What the ears reveal about warm-blooded animals

Since when do warm-blooded animals exist? Researchers have now approached this question in an unusual way: by examining the inner ear canals. These are narrower in warm-blooded animals than in cold-blooded animals. According to the results, the first cold-blooded animals appeared about 233 million years ago – about 33 million years before the appearance of mammals. At about the same time, fur was also developed, which, in combination with appropriate metabolic pathways, supports the regulation of body temperature.

Unlike all other animals in the world, mammals and birds have evolved a system for regulating their body temperature through their own metabolism and keeping it largely constant, without having to rely on heat sources in their environment. They are endothermic, that is, of the same temperature. This allows them to live in different environments and move farther and faster than heat, that is, cold-blooded animals. However, it is still difficult to answer the question of when the endothermic first appeared in the evolutionary history of mammals. So far, fossils have only been able to help on a very limited scale, since the body temperature of animals, which became extinct thousands of years ago, can no longer be measured and skeletons at best only indirectly indicate the degree of activity.

believe your ears

A team led by Ricardo Araujo at the University of Lisbon in Portugal took a new approach to answer this question: The researchers examined the semicircular canals in the inner ear of 341 living and extinct animals, including mammals, birds, reptiles, amphibians and dinosaurs. “Until now, semi-circular canals have generally been used to infer the movement of fossil organisms,” explains co-author Roman David of the Natural History Museum in London. “However, by carefully examining their biomechanics, we have found that we can also use them to determine body temperature.”

The idea behind it: There is a fluid in the auditory canals, the endolymph, which provides signals to the organ of balance through its movement. Similar to honey, the endolymph is thinner at higher temperatures than at colder ones. “Thus, during the transition to endothermic, morphological modifications were required to maintain optimal performance,” says David: narrowing of the ear canals in warm-blooded animals. “We were able to trace this adaptation in mammalian ancestors.”

Simultaneous development with fur

The researchers found that the architecture of the inner ear canals changed in some animals about 233 million years ago – a clear indication that their body temperatures were getting warmer. According to the authors, the changes correspond to an increase in average body temperature by about five to nine degrees Celsius. This change cannot be attributed to the long-term rise in external temperatures: at that time, in the late Triassic period, unstable climatic conditions with somewhat cooler temperatures prevailed.

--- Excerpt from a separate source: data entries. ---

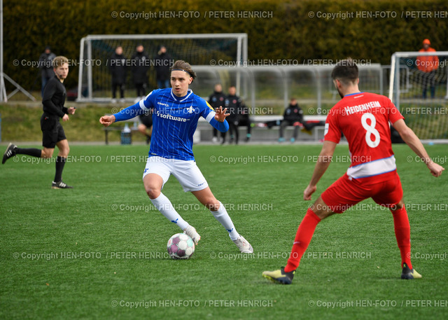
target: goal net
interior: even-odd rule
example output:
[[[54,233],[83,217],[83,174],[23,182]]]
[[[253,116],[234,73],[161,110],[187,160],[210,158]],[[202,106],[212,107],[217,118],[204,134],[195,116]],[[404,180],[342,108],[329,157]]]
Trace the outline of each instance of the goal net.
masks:
[[[422,140],[448,139],[447,63],[447,51],[392,55],[389,98]]]
[[[148,91],[158,88],[154,58],[162,46],[167,48],[172,64],[183,60],[193,66],[211,67],[218,63],[238,65],[247,60],[247,34],[89,35],[80,41],[77,101],[111,101],[112,79],[108,64],[118,46],[122,48],[127,60],[125,98],[134,101],[136,92],[130,59],[139,45],[149,57],[145,64],[148,67]]]

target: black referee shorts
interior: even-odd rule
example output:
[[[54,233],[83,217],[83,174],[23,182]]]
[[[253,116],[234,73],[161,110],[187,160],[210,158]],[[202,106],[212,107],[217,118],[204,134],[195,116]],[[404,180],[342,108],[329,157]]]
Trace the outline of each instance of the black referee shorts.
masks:
[[[57,142],[67,139],[58,118],[42,115],[41,130],[42,130],[42,146],[46,148],[54,148]]]

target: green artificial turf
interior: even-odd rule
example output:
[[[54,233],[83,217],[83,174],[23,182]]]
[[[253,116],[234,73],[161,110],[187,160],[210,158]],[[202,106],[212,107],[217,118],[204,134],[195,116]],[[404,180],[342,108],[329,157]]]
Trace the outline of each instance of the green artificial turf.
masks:
[[[180,230],[143,188],[147,146],[72,146],[63,179],[73,190],[50,189],[54,162],[10,159],[0,167],[0,318],[447,319],[447,172],[435,179],[406,146],[393,148],[423,279],[400,279],[392,216],[369,200],[319,223],[290,286],[261,274],[286,264],[320,146],[195,146],[254,253],[239,253],[172,176],[164,194],[202,236],[187,260],[168,258]],[[445,146],[427,148],[446,162]],[[347,155],[337,148],[313,200]]]

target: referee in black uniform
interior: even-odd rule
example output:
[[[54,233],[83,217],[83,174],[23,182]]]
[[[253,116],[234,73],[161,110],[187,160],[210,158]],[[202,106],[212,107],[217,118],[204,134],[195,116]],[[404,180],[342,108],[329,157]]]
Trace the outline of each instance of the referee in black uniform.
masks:
[[[55,76],[50,79],[43,90],[43,114],[41,117],[42,130],[42,146],[43,150],[34,148],[18,148],[9,144],[3,156],[2,164],[15,155],[28,155],[36,158],[51,158],[57,146],[59,153],[56,158],[56,174],[51,183],[53,189],[68,189],[73,187],[62,182],[62,170],[69,155],[69,142],[64,133],[64,128],[59,123],[69,120],[69,114],[74,114],[76,109],[64,106],[67,95],[65,87],[62,84],[69,74],[69,60],[65,57],[56,57],[52,62]]]

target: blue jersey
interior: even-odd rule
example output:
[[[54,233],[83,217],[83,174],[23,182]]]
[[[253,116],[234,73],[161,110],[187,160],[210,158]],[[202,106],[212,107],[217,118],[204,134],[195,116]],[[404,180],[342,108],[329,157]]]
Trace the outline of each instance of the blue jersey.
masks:
[[[213,108],[188,89],[184,97],[177,97],[170,88],[152,91],[139,102],[114,114],[115,121],[130,119],[153,110],[153,134],[149,156],[194,160],[193,134],[200,117],[225,132],[229,129],[226,120],[215,119]]]

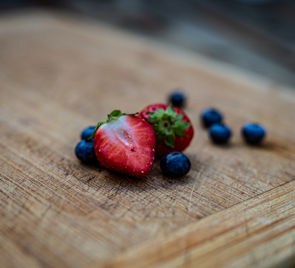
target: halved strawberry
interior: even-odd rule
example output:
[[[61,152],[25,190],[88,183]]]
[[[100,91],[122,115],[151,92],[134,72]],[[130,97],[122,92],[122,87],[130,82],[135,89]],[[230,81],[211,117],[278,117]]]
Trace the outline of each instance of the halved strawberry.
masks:
[[[156,138],[149,123],[135,114],[113,111],[91,136],[99,161],[107,168],[136,178],[147,175],[155,159]]]
[[[147,120],[155,131],[157,156],[183,151],[193,138],[191,121],[179,108],[163,103],[151,104],[142,110],[138,116]]]

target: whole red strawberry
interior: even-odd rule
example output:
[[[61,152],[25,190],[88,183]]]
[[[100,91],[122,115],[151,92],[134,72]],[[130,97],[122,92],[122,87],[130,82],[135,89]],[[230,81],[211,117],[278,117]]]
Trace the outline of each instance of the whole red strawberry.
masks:
[[[136,178],[148,175],[155,159],[155,132],[146,121],[134,114],[113,111],[99,123],[94,137],[95,154],[107,168]]]
[[[183,151],[193,138],[191,121],[179,108],[163,103],[151,104],[140,112],[138,116],[147,120],[155,131],[157,156]]]

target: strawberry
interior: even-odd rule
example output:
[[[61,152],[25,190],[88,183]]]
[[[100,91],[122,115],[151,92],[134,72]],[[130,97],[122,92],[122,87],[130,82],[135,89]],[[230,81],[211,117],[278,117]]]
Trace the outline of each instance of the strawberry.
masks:
[[[97,124],[92,135],[96,157],[109,169],[136,178],[147,175],[153,167],[156,143],[149,123],[135,114],[113,111]]]
[[[183,151],[193,138],[194,130],[190,120],[179,108],[163,103],[151,104],[142,110],[138,116],[146,120],[155,131],[157,156]]]

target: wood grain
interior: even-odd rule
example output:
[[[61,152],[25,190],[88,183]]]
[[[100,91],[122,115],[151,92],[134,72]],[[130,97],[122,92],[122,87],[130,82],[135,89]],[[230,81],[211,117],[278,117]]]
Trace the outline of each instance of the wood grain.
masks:
[[[266,267],[295,252],[295,91],[81,18],[0,18],[0,266]],[[81,130],[115,109],[166,102],[180,87],[196,135],[192,169],[156,160],[135,179],[83,164]],[[234,135],[199,122],[222,110]],[[245,144],[248,121],[265,142]]]

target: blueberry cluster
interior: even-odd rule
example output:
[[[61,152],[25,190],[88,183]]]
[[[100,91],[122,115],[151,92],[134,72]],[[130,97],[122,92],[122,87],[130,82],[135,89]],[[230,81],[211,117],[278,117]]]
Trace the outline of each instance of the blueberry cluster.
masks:
[[[223,123],[223,116],[217,109],[206,108],[201,113],[201,120],[203,126],[208,128],[209,135],[212,141],[216,143],[227,142],[232,135],[232,131]],[[242,127],[241,134],[247,143],[258,144],[263,139],[266,133],[265,128],[256,123],[248,122]]]
[[[98,162],[93,147],[93,139],[89,139],[95,129],[95,126],[88,127],[84,129],[81,133],[81,140],[75,148],[77,158],[86,164],[96,164]]]

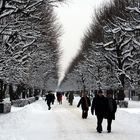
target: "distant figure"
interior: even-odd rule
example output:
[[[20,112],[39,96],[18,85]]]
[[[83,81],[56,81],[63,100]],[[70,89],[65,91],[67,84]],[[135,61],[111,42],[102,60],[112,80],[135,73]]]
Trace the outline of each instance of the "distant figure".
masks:
[[[79,107],[80,105],[82,108],[82,118],[87,119],[88,110],[89,110],[89,106],[90,106],[90,99],[89,99],[89,97],[87,97],[87,95],[85,93],[83,93],[83,96],[79,100],[77,107]]]
[[[69,100],[70,105],[73,104],[73,99],[74,99],[73,92],[70,92],[70,93],[69,93],[69,97],[68,97],[68,100]]]
[[[51,95],[52,95],[52,104],[54,104],[54,101],[55,101],[55,95],[54,95],[54,93],[52,93]]]
[[[55,100],[55,96],[49,91],[45,98],[45,101],[47,101],[48,110],[51,109],[51,103],[53,104],[54,100]]]
[[[106,93],[106,98],[107,98],[107,130],[108,133],[111,132],[111,124],[112,120],[115,120],[115,112],[117,110],[117,103],[115,99],[113,99],[113,90],[107,90]]]
[[[58,103],[62,104],[62,93],[61,92],[57,92],[56,93],[56,97],[57,97]]]
[[[97,132],[102,133],[102,121],[103,118],[106,116],[106,110],[107,110],[107,101],[106,98],[103,95],[102,90],[99,90],[92,101],[91,106],[91,114],[94,114],[97,117]]]

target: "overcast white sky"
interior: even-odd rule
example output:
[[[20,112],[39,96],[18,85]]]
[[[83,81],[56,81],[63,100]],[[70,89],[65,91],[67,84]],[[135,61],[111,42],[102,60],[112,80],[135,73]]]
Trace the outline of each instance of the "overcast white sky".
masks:
[[[108,1],[110,0],[67,0],[66,4],[56,9],[58,20],[63,26],[63,35],[60,38],[60,46],[64,49],[61,71],[66,70],[80,48],[81,39],[91,22],[95,7]],[[63,76],[61,73],[61,78]]]

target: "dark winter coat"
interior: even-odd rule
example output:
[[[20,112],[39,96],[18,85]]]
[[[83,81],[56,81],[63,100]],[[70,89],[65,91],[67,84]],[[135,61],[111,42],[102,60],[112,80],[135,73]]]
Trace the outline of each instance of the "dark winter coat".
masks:
[[[46,95],[45,101],[47,101],[47,103],[54,102],[54,100],[55,100],[54,94],[49,93]]]
[[[90,104],[90,99],[87,96],[81,97],[77,107],[79,107],[81,105],[82,110],[88,110]]]
[[[107,98],[107,113],[105,118],[115,120],[115,112],[117,110],[117,104],[115,99]]]
[[[93,98],[92,106],[91,106],[91,113],[97,116],[105,117],[107,112],[107,100],[104,96],[96,95]]]
[[[69,93],[69,103],[72,103],[74,99],[73,93]]]

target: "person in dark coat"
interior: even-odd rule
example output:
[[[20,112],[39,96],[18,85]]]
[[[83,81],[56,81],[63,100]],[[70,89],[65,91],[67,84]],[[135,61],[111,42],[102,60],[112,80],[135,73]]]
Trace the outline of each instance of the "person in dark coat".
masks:
[[[102,122],[106,116],[107,100],[103,95],[102,90],[99,90],[92,101],[91,114],[97,117],[97,132],[102,133]]]
[[[112,124],[112,120],[115,120],[115,113],[117,110],[117,103],[115,101],[115,99],[113,99],[113,90],[107,90],[106,93],[106,98],[107,98],[107,114],[106,114],[106,118],[107,118],[107,131],[108,133],[111,132],[111,124]]]
[[[57,101],[59,104],[62,104],[62,92],[56,93]]]
[[[52,93],[51,95],[52,95],[52,104],[54,104],[54,101],[55,101],[55,95],[54,95],[54,93]]]
[[[80,105],[82,108],[82,118],[87,119],[88,110],[89,110],[89,106],[90,106],[90,99],[89,99],[89,97],[87,97],[87,95],[85,93],[83,93],[83,96],[79,100],[77,107],[79,107]]]
[[[51,109],[51,103],[54,102],[53,95],[50,91],[46,95],[45,101],[47,101],[48,110],[50,110]]]
[[[73,104],[73,99],[74,99],[73,92],[70,92],[70,93],[69,93],[69,98],[68,98],[70,105]]]

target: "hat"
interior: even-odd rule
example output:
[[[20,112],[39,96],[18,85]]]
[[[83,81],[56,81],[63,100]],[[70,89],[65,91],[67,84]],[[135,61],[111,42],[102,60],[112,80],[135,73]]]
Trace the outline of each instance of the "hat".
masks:
[[[106,94],[108,95],[108,94],[113,94],[113,90],[112,89],[108,89],[107,91],[106,91]]]
[[[98,93],[103,93],[103,91],[100,89],[100,90],[98,91]]]

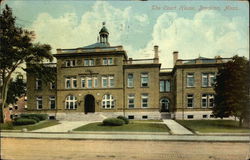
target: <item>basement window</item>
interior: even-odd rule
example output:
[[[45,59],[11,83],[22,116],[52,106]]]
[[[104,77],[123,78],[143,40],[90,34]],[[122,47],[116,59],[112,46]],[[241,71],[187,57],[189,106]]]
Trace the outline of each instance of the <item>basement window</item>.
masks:
[[[148,119],[147,115],[142,116],[142,119]]]
[[[135,119],[135,116],[134,115],[129,115],[128,119]]]
[[[207,115],[206,114],[202,115],[202,118],[207,118]]]
[[[188,117],[188,119],[193,119],[194,115],[188,115],[187,117]]]

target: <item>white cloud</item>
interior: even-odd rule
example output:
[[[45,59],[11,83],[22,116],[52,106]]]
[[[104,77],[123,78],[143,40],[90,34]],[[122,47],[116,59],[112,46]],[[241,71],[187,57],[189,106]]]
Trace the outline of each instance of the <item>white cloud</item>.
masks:
[[[131,12],[131,7],[118,9],[108,2],[97,1],[90,11],[80,17],[80,21],[75,13],[65,13],[57,18],[41,13],[31,29],[37,35],[36,40],[50,44],[55,53],[57,48],[77,48],[95,43],[105,21],[111,45],[122,45],[129,22],[140,25],[148,23],[146,15],[134,15]]]
[[[231,57],[239,54],[248,57],[248,21],[240,17],[229,18],[216,11],[204,10],[188,19],[165,12],[157,18],[152,39],[146,47],[136,50],[136,43],[124,44],[126,37],[136,37],[137,33],[144,32],[141,28],[149,25],[149,20],[146,14],[136,14],[131,7],[119,9],[108,2],[97,1],[80,18],[75,13],[60,17],[41,13],[31,29],[35,31],[37,41],[53,47],[53,53],[56,48],[77,48],[95,43],[101,23],[105,21],[111,45],[123,45],[133,58],[153,57],[153,45],[159,45],[163,67],[172,67],[175,50],[182,59],[199,55]]]
[[[176,50],[181,59],[199,55],[208,58],[235,54],[248,57],[249,38],[246,35],[249,35],[247,22],[239,17],[230,19],[219,12],[201,11],[193,19],[185,19],[176,13],[164,13],[156,21],[152,40],[138,52],[152,50],[152,44],[159,45],[163,67],[172,67],[172,52]]]

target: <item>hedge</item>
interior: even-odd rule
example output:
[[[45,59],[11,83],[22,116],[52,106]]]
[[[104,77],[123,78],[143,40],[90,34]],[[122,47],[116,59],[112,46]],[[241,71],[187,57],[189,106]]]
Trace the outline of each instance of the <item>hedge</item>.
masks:
[[[28,119],[34,119],[36,122],[40,122],[40,119],[38,117],[29,117]]]
[[[129,124],[128,118],[126,118],[124,116],[118,116],[117,118],[123,120],[125,122],[125,124]]]
[[[37,117],[40,121],[48,119],[47,114],[20,114],[21,118],[32,119],[32,117]]]
[[[14,125],[28,125],[28,124],[35,124],[36,120],[34,119],[27,119],[27,118],[19,118],[13,122]]]
[[[107,118],[102,123],[104,126],[122,126],[125,122],[118,118]]]

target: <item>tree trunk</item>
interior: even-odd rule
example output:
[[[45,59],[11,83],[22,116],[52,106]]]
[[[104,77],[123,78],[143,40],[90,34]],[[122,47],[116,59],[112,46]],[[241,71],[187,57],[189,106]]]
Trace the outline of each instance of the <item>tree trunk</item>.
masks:
[[[239,121],[239,127],[242,127],[242,117],[240,117],[240,121]]]
[[[5,80],[3,80],[3,86],[2,86],[2,104],[1,104],[1,115],[0,115],[0,123],[4,123],[4,106],[7,100],[7,93],[8,93],[8,85],[10,82],[10,76],[6,77]]]

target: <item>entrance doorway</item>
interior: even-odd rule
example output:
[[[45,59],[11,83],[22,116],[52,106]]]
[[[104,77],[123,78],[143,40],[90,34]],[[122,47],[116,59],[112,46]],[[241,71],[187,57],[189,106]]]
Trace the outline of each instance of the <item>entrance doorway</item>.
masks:
[[[86,95],[84,98],[84,112],[85,114],[95,112],[95,97],[91,94]]]
[[[162,112],[169,112],[169,100],[167,98],[162,98],[160,101],[161,104],[161,111]]]

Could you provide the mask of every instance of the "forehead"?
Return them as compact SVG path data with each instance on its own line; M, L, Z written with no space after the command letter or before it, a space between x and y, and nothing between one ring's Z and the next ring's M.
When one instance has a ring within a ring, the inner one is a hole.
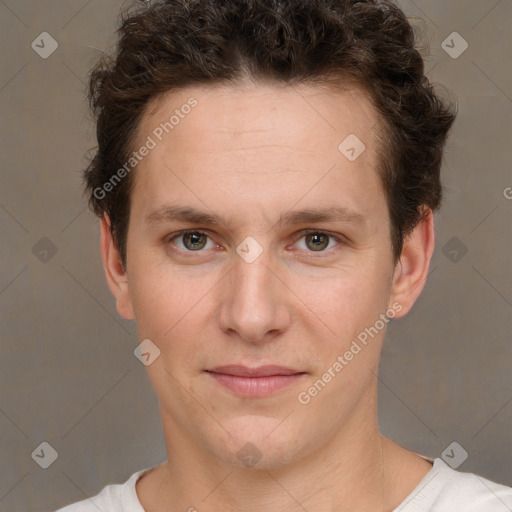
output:
M203 209L207 198L226 206L231 193L230 205L242 195L247 206L284 210L300 196L311 203L339 192L341 206L359 211L366 194L364 210L375 206L372 194L382 195L378 127L356 87L215 85L162 94L147 105L135 144L155 142L134 173L140 213L183 193Z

Previous research assumed that the first steps on the path of warm-blooded people began about 252 million years ago, while other studies have suggested that warm-blooded animals were the first mammals about 200 million years ago. The current study shows that heat absorption appeared in mammalian ancestors at about the same time as fur – a plausible link because fur helped store body temperature resulting from increased metabolism.

rapid development

From a geological point of view, the new feature developed in a surprisingly short time: “Contrary to conventional scientific opinion, our work surprisingly shows that endothermic evolution appears to have occurred in less than a million years,” says Araujo. “It was not a slow, gradual process over tens of millions of years, as previously thought, but probably a rapid process caused by new mammalian-like metabolic pathways and the formation of fur.”